A very common business use case is to cluster the set of customers that a business has into segments that are differentiated from one another. We do this all the time with business intelligence queries. We separate customers and aggregate the results by all kinds of attributes. We might look at customers by location and separate them by state or zip code and then look at the aggregated results to see where customers are buying the most and the least. We might look at customers by what products or services they purchased or when they made their purchases. We might use descriptive attributes such as number of employees, or how long they’ve been a customer, or whether they purchase online or in-store. What is common for all of these analyses is that the analyst is determining how to organize the groups of customers. We might have dozens or even hundreds of possible attributes which we could use.

Clustering offers us a methodology for letting the data tell us where the commonalities exist across many dimensions and many attributes. There is no right and wrong in clustering. Just a mathematical calculation and cluster assignment. But there is also a lot of other information we can get about both the clusters and about the members of each cluster. How many members are in each cluster? What is the average or center of each cluster? How close or far apart are those cluster centers from each other? How close is each member of a cluster to its center? Which of the attributes contributes the most in determining cluster assignments?
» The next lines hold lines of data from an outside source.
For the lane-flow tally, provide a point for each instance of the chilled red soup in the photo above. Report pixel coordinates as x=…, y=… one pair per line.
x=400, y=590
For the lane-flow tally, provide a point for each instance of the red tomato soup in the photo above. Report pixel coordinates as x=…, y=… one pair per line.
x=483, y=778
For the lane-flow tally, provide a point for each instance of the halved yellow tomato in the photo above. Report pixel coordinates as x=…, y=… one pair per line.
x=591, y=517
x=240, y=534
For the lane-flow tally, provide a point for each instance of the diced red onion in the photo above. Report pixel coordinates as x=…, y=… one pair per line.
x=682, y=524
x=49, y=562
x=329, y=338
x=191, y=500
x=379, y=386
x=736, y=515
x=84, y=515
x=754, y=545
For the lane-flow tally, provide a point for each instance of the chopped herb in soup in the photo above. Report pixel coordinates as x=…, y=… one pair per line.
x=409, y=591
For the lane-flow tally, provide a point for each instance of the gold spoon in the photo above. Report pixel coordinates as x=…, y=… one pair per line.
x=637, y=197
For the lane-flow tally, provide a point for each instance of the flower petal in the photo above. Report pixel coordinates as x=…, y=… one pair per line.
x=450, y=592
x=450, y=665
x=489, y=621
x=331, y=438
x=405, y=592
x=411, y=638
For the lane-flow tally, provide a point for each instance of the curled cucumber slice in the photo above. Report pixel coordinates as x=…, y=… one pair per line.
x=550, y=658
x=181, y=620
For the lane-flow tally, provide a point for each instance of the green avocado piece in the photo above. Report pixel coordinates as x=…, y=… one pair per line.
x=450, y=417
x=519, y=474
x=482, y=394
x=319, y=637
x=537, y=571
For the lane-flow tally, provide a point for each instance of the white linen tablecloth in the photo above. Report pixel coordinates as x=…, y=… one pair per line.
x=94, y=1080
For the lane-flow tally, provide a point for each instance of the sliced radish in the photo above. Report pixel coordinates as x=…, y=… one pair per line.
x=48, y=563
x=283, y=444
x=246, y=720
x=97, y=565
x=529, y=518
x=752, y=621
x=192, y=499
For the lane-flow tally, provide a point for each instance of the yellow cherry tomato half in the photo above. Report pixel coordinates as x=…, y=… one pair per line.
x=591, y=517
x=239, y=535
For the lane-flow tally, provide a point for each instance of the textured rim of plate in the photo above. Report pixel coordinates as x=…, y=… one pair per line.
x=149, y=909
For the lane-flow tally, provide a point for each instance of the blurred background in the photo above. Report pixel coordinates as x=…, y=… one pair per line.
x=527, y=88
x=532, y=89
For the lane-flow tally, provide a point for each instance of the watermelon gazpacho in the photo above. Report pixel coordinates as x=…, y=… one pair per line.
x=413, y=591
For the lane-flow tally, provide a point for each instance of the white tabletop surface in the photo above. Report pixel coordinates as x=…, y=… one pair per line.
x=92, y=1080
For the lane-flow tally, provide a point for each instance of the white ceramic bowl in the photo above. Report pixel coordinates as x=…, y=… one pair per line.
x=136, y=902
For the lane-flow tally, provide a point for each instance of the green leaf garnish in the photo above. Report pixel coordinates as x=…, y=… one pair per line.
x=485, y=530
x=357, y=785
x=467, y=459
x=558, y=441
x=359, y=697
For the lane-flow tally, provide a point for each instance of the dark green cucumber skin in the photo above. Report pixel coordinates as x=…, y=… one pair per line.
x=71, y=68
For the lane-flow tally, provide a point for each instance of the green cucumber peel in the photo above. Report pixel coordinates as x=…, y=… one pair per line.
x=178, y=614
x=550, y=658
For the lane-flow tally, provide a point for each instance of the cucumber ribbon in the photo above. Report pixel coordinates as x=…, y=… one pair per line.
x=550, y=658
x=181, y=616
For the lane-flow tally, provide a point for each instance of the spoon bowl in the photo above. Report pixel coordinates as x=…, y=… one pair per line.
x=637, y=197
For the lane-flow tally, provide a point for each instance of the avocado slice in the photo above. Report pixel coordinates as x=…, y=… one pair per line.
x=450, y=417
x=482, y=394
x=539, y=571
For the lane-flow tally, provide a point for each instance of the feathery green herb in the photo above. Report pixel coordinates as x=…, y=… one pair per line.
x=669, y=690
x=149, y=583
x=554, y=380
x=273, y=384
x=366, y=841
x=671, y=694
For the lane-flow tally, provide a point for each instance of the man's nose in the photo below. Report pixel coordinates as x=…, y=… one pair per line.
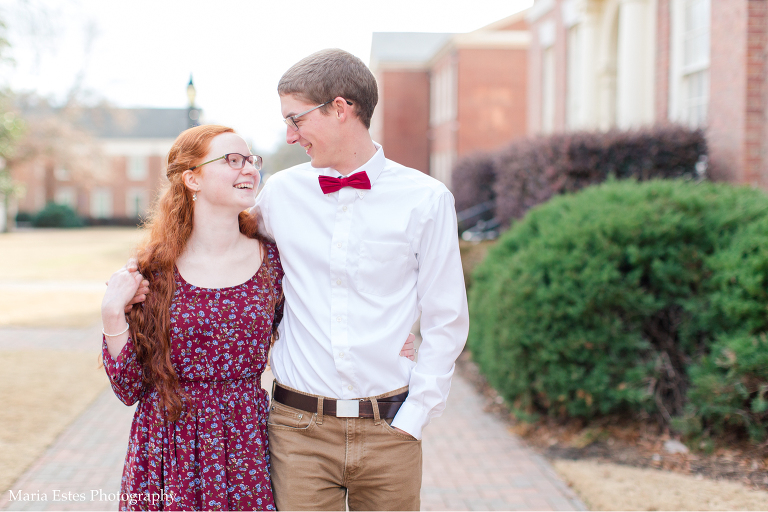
x=291, y=135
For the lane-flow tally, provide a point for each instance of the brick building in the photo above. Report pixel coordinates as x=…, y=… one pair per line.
x=442, y=96
x=131, y=146
x=597, y=64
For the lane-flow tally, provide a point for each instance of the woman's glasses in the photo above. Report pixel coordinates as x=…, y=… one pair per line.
x=236, y=161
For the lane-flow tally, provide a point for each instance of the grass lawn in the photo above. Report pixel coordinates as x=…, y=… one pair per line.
x=41, y=392
x=51, y=278
x=54, y=277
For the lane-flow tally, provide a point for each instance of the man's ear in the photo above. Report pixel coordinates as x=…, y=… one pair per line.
x=341, y=108
x=191, y=180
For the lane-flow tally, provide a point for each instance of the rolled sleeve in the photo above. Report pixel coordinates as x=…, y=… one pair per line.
x=124, y=372
x=442, y=299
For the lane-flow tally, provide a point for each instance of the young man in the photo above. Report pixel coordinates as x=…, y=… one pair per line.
x=367, y=245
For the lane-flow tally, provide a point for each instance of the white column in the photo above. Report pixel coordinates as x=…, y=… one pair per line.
x=589, y=84
x=633, y=94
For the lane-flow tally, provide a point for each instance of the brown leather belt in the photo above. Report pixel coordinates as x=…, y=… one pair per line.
x=388, y=406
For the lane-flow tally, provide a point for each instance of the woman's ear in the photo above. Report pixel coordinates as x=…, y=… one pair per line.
x=191, y=180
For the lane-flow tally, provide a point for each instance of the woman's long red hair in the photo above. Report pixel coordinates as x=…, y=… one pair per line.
x=169, y=227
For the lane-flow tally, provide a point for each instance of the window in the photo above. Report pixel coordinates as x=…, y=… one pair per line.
x=443, y=94
x=696, y=61
x=548, y=91
x=689, y=86
x=101, y=203
x=441, y=165
x=575, y=71
x=62, y=174
x=137, y=168
x=135, y=202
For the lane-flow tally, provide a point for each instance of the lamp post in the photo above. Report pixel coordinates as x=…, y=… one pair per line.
x=193, y=113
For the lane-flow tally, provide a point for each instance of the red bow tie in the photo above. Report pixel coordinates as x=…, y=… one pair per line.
x=358, y=180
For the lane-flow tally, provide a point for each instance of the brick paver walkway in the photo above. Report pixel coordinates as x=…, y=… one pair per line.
x=471, y=460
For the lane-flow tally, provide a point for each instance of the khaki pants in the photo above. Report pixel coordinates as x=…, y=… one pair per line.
x=317, y=460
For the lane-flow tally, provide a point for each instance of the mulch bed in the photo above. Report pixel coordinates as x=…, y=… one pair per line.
x=629, y=442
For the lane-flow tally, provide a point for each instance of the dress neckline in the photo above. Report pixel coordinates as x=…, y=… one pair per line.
x=223, y=288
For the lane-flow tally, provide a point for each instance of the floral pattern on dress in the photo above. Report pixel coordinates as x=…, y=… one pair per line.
x=216, y=456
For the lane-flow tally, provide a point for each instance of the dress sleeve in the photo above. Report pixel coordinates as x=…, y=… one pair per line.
x=124, y=372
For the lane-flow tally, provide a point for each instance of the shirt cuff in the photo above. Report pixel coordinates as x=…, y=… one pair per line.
x=411, y=418
x=115, y=366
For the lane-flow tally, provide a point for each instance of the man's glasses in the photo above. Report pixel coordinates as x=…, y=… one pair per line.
x=236, y=161
x=291, y=120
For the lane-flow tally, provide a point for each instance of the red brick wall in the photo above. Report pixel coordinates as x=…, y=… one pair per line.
x=728, y=85
x=492, y=98
x=406, y=118
x=754, y=145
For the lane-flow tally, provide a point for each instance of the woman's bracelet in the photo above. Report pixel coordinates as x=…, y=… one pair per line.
x=118, y=334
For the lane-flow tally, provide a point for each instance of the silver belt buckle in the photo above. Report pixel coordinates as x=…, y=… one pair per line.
x=347, y=408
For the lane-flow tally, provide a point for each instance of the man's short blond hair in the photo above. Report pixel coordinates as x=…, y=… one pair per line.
x=327, y=74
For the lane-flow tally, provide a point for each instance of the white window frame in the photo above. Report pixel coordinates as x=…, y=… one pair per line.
x=682, y=74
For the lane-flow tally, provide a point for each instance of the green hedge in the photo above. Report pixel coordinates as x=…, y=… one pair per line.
x=618, y=299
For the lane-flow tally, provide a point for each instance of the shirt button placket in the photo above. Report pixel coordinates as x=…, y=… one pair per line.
x=339, y=290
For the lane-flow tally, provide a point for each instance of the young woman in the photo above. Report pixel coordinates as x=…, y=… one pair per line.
x=193, y=353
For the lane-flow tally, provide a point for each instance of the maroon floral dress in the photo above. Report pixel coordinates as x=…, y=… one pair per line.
x=216, y=456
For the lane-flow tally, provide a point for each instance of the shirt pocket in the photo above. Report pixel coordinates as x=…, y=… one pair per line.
x=382, y=267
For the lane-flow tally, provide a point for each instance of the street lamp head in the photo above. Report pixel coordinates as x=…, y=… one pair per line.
x=191, y=92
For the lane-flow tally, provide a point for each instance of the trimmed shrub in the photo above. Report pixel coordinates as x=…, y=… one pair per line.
x=57, y=216
x=530, y=171
x=599, y=302
x=730, y=384
x=473, y=179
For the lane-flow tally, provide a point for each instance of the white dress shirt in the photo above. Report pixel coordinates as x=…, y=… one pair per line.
x=360, y=265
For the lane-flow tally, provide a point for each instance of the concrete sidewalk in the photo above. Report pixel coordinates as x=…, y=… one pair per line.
x=471, y=460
The K-Means clustering algorithm is just a method for organizing the elements by which ones are close together. It is a procedure for minimizing the total distance between a given number of centroids (cluster centers) and the data elements. To be fair, there are several different versions of K-Means, but fundamentally, it is a distance minimization algorithm. So all we’re doing is grouping customers into a given number of segments and using math and the data itself to make the assignments rather than making the assignments using a human-stated rule(s).

If you wondering, well how else could we determine which element goes to which cluster besides distance? There are two other basic methods, drawing straight lines through the data space to separate elements into areas of similarity and calculating the density of areas to determine regions of similarity. Sounds easier than Orthogonal Partitioning and Expectation Maximization, right? But more about those algorithms later.